Patrick Marber’s script gets more layered as the partners change hands, but it’s his dialogue that keeps you engaged. Alice believes “Lying is the most fun a girl can have without taking her clothes off – but it is better if you do.” An angry Larry confronts Anna by asking about Dan. “What does it taste like?” Anna’s reply: “Like you, only sweeter.” Ooooo!!!! Lines like these sting, and I’ve never met someone in real life who can think that quick on their feet with such savviness.
Just as in other scripts like Steel Magnolias and Glengarry Glen Ross, I think the characters in Closer (initially a stage play) speak a little too instinctively. They’re just so quick with their hurtful insults, comebacks and seething expressions. Therefore, should I like plays that perform on a higher, smarter plane; plays that work quicker than most minds can register with what to say next? Well, I appease myself with a constant reminder that a piece like Closer is more performance art than truly authentic. These four characters are so quick with a verbal jab, while engaging in some foolhardy actions that promises to make their circumstance appear worse. How can they be so smart with a comeback while acting so stupid at the same time?
The cast of four are so sharp, alert and precise. Most of the scenes in Nichols’ film are performed in different combinations of pairs. Every one of them is expertly rehearsed and Roberts, Law, Owen and Portman are of course the strongest assets in the production. However, Nichols wisely uses his lens in zoom close ups, practically justifying the quirky title of Patrick Marber’s work. I never trusted a single character was entirely genuine in Closer. How should anyone? They’re always stabbing one another in the back. However, when an actor leans in and Nichols meets their expression halfway, I’m being ordered to look that person straight in the eye. Still, I won’t know what to believe, but that’s the point.
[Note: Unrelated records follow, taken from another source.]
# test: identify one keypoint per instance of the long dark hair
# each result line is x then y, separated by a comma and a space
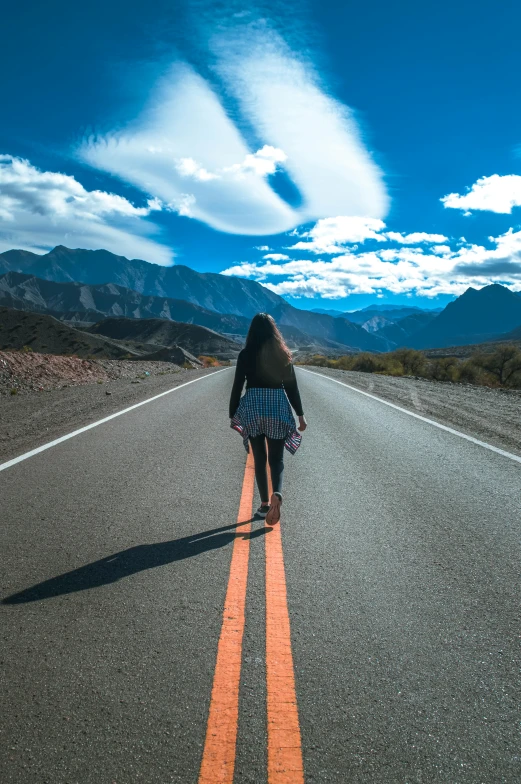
265, 343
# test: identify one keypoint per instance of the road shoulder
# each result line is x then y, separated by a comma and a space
490, 415
28, 421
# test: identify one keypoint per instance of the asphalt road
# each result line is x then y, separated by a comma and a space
401, 547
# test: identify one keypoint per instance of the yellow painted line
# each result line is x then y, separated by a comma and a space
218, 761
285, 765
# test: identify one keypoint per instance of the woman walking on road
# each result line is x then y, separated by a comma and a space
263, 415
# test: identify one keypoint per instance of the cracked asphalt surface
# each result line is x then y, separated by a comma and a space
401, 545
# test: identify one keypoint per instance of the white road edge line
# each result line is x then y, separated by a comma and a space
39, 449
511, 456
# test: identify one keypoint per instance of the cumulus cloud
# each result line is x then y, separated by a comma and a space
41, 209
331, 235
328, 235
403, 270
494, 194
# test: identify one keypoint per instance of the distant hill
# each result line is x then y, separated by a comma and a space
81, 302
83, 305
474, 317
400, 331
220, 293
162, 332
47, 335
390, 312
514, 334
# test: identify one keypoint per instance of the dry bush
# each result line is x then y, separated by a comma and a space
209, 361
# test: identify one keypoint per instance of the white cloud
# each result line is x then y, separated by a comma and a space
415, 237
187, 167
41, 209
283, 98
331, 235
185, 136
263, 162
494, 194
404, 270
328, 235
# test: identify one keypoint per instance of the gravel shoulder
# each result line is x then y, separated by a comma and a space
32, 419
492, 415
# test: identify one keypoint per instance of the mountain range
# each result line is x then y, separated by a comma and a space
222, 294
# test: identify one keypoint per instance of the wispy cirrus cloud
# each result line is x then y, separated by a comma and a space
186, 151
493, 194
41, 209
213, 162
285, 100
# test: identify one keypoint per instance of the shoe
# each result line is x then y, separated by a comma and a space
273, 515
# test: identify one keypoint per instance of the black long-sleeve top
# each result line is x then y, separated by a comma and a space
247, 370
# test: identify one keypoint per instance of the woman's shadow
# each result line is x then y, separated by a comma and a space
135, 559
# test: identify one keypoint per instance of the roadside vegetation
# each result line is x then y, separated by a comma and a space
501, 368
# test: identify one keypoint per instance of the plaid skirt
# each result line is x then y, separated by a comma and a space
266, 412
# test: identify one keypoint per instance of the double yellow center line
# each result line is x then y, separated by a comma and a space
284, 742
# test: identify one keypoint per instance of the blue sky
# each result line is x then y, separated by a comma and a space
337, 152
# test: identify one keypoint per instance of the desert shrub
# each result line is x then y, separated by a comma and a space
368, 363
469, 373
504, 365
443, 369
412, 361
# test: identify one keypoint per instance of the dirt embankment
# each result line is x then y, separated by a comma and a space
28, 372
76, 395
491, 415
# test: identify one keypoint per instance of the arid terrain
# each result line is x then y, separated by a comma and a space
55, 395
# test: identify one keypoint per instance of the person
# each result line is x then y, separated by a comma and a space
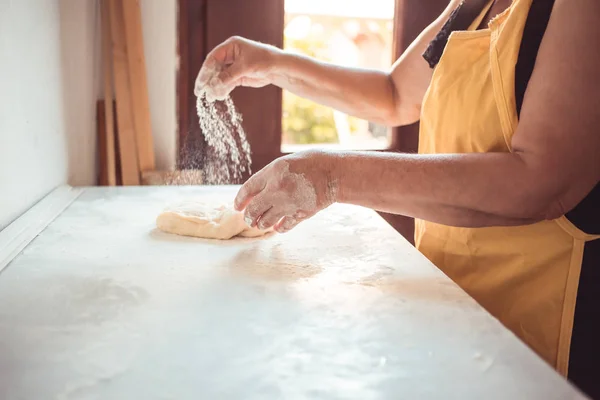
504, 189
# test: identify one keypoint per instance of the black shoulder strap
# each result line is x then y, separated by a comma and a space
460, 20
535, 27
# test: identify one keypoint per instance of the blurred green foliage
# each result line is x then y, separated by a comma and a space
304, 121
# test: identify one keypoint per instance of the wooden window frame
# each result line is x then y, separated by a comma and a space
262, 108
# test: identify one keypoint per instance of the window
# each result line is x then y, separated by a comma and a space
355, 33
Dan, Alice, Anna and Larry move the scenes along with question after question because every answer is so dubious. You’ll likely never get a more skeptical response when a common inquiry such as “Do you love him?” is asked. It can be frustrating, but thanks to the cat and mouse play of Mike Nichols’ stage direction, on film, I wanted to dig deeper into the bottomless rabbit hole.
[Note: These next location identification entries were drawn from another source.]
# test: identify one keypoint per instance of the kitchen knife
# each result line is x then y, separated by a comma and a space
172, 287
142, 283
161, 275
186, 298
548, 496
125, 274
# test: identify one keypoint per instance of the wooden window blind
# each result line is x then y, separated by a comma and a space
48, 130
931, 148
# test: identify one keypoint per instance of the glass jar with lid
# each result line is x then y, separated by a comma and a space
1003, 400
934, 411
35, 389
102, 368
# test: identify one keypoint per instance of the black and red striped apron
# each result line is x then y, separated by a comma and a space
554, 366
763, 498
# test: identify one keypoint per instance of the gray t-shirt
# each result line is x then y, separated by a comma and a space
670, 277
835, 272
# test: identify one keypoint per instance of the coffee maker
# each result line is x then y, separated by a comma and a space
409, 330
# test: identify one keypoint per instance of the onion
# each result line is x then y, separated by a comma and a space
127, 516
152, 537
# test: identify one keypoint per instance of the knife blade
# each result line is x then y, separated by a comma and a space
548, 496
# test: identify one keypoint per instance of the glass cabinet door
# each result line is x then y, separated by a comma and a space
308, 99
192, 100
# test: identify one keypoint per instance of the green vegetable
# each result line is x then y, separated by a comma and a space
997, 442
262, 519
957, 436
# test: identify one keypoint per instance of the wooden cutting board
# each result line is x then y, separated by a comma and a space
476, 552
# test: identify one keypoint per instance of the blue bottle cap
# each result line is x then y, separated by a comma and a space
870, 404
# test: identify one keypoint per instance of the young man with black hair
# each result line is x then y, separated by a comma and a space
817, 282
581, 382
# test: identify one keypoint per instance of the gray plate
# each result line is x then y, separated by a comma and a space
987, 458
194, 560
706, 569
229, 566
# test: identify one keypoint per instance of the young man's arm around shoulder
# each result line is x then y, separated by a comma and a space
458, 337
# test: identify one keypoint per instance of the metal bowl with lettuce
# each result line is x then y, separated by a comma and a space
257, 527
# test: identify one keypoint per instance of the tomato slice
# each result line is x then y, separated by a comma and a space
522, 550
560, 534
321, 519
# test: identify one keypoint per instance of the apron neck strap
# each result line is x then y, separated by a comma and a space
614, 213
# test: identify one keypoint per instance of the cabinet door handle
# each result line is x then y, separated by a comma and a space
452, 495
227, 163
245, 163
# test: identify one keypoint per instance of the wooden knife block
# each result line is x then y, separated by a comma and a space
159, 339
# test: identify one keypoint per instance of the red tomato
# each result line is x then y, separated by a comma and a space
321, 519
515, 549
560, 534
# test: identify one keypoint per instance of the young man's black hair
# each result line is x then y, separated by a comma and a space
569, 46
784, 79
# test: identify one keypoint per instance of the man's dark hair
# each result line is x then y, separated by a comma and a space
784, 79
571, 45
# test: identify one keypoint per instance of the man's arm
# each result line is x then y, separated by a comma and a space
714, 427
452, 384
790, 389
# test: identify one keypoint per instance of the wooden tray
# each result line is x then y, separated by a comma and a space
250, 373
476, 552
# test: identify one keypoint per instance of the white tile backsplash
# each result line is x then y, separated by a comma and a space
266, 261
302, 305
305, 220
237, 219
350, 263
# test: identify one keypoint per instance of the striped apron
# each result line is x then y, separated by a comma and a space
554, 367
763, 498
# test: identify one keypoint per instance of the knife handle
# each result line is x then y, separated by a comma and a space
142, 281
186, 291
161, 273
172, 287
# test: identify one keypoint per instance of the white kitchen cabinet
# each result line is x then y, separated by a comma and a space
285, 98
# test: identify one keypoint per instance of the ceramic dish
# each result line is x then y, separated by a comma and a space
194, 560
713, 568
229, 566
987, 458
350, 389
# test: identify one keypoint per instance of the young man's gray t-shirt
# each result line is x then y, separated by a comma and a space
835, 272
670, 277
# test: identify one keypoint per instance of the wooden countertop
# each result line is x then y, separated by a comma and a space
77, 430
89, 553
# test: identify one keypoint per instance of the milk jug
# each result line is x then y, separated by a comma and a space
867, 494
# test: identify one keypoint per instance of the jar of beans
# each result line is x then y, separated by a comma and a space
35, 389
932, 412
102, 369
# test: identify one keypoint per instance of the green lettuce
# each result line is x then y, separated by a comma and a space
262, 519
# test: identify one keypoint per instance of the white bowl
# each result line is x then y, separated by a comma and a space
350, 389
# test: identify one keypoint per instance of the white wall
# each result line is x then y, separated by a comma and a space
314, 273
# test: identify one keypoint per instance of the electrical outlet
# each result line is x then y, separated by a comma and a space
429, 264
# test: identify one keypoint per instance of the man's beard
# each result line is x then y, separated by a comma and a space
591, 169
You might conclude there is a surprising twist at the end of the film. I don’t know if it holds much weight to what I learned during the course of the story. Nevertheless, it reinforces the theme of Closer. Being bad can be fun, offering an immediate high, and part of being bad is lying and betraying, and maybe the ending reveals who actually won this board game with four players at the table.
Look Closer and tell me what you think.